The Village of Lower Hardres
There is an Upper Hardres (pronounced, like it's nether neighbour, Hards) as well. They are both just east of the distinctively Roman Stone Street which, except for a rather curious kink around Horton Park at the south end, runs arrow straight due south from just outside Canterbury to within a couple of miles of Hythe.
But despite their origins, the two are separate and distinct villages. Lower Hardres is perhaps less visually favoured than Upper Hardres, with a 19th century church. Pevsner described the church as 'conceived, outside anyway, as a humble village church, and imaginative leap before Pugin's example made such attention to appropriateness commonplace.'
Lower Hardres featured in the first reported case of the wrecking of steam threshing machines in Kent during the 'Captain Swing' disorders in 1830. Two magistrates and a posse of constables backed up by thirty dragoons were sent out from Canterbury to try to catch the gang of about four hundred wreckers, but without success.
It was at Lower Hardres, too, that a rather curious little incident was reported at Christmas 1859 that had to do with the old Kent custom of hoodening. Percy Maylam, in his book Hooden Horse, published in 1909, said in bygone days it was probable that the hooden horse was to be found at Christmas in every village and hamlet and on every large farm in East Kent. By this time, though, it had died out almost everywhere, surviving only in Thanet and Walmer.
The custom was for hoodeners to go from house to house collecting (demanding with menaces might well be the term we would use today) money or goodies for a Christmas feast. The band was made up of a Waggoner with whip who led the horse, the Rider, who tried always unsuccessfully to get upon the Horse's back, and Mollie, a man in 'drag' who went behind the Horse with a besom broom.
The Horse was a man, known as the Hoodener, who held a usually rather crudely carved wooden horse's head on a stick. Attached to the head was a sort of hood of coarse sacking which more or less hid the man. The head itself was made so that the man could jerk a piece of string to make the loosely hinged jaws open and shut with a vicious clacking sound. Sometimes the jaws were lined with nails to represent teeth and altogether the creature was pretty fearsome.
The whole performance was known as hoodening, and it was accompanied bu some fairly licenced horse-play and rustic ribaldry.
Maylam himself dismissed suggestions that the ritual was descended from some Saxon Woden worship rites and thought it had more to do with morris dancing. However, the custom came under censure from the church, which saw it as a pagan survival that ought not to be encouraged, and it lost a lot of support from ordinary people too when it became rather too robust a frolic for comfort.

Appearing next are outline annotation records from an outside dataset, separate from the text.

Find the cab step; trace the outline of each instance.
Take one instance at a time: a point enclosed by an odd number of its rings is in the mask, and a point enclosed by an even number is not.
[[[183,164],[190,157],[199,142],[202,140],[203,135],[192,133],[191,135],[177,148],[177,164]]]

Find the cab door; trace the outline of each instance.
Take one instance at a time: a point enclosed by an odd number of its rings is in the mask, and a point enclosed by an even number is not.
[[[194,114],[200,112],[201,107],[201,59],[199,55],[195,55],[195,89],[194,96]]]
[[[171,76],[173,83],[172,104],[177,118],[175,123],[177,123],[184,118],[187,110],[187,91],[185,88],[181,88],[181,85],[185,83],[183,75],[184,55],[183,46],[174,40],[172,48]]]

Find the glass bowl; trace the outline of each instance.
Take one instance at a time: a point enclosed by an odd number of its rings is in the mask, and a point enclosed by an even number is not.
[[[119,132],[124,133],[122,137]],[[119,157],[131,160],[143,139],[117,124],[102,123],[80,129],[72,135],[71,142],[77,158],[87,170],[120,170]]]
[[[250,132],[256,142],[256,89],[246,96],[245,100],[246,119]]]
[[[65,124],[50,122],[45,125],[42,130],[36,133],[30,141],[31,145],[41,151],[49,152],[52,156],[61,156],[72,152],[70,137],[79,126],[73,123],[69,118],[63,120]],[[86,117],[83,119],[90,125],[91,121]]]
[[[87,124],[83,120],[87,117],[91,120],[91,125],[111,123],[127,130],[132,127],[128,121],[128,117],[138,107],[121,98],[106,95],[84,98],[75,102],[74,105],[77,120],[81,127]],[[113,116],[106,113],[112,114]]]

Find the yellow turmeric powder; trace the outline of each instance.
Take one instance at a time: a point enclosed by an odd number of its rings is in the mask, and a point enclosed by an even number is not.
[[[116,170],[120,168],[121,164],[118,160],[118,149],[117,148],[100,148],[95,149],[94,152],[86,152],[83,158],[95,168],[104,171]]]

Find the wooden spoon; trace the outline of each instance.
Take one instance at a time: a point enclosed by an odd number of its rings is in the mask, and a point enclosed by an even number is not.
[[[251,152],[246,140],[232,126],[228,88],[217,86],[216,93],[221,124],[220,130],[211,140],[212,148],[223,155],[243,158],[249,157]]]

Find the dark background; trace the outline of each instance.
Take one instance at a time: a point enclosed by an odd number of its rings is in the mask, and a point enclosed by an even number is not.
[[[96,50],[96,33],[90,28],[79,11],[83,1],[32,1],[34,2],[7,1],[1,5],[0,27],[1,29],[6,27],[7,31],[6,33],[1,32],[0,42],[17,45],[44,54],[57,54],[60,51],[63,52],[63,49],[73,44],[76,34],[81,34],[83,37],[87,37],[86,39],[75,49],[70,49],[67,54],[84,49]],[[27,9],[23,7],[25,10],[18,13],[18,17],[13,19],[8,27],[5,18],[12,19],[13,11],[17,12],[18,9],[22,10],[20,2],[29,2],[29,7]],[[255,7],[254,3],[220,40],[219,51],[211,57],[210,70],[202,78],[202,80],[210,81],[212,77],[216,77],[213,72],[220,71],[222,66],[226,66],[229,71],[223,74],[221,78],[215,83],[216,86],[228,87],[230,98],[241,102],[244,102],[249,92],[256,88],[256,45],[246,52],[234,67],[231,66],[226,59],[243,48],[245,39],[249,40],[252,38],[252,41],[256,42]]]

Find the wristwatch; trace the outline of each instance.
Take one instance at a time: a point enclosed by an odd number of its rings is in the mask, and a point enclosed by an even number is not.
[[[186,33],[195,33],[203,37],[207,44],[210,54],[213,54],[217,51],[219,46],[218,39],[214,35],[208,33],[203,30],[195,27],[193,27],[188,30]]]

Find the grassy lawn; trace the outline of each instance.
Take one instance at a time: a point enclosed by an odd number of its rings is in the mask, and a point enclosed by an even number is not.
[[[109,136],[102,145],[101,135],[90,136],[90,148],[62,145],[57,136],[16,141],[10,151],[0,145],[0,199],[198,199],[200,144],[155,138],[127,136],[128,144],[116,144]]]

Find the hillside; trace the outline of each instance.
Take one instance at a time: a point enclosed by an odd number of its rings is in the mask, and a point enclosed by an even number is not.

His story concerned the visit in 1859 of a group of hoodeners to Lower Hardres Rectory, where a German and his wife were spending Christmas with the rector. The German lady was an invalid and has not walked for seven years. She was wheeled out to the lawn in her invalid chair to see the hoodeners' performance and when the Horse (a man named Henry Brazier) pretended to jump at her, the jaws snapping viciously close to her face, the lady was so frightened that she sprang out of her chair and ran indoors, and was able to walk perfectly well from then on/
The story ended that her husband was so delighted that when the hoodening season was over he bought the Horse and took it back with him to Germany.
The hooden horse is still very much an East Kent custom today and enjoying something of a revival, not just at Christmas time but more especially as an attraction at summer fetes.